Some corporations are clever and efficient at playing this “live off your credit card” “faking it to you make it” game, but others are “zombie companies”, which are companies that should’ve failed, have been bought out or liquidated, but keep swiping their credit card to stay open. Corporations go even further by issuing their own bonds, i.e., corporate bonds, but by being so over-leveraged they ranks as junk bonds. I’m sure the stock market is “healthy” but a lot of it seems like credit based bloated stocks, mixed with the upward bidding wars of floor trading, and even algorithmic “nano-second” buying, selling, and shorting such as done by Jim Simmons with his theory of quantitative investing through his hedge-fund Renaissance Technologies.

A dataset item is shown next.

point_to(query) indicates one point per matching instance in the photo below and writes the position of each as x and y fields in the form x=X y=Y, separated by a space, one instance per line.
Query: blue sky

I call the idea the Free Cash Theory. I see why not. It should only happen every couple of decades, if not at the beginning of each century, or at least when wealth disparity and ownership of the means of the production (Marxist accusations in 5…4…3…2..) gets out of control. If the Fed can afford 75 Billion for four days straight, or whatever the amount actually came out to, the fact that the Fed has been subsidizing Wall Street with cheap credit to bloat stock prices and drive speculation, simply means they can afford to help the people. With real balls or ovaries of steel from Congressional leadership and the White House, and act of humanity by the Fed, then we can truly help to wipe the slate clean for average Americans and move into the future. It’s not too late to save 3rd Way Democratic Capitalism, but the system needs to turned upside down to benefit an era of small-to-medium businesses, families, entrepreneurs, inventors, farmers, etc.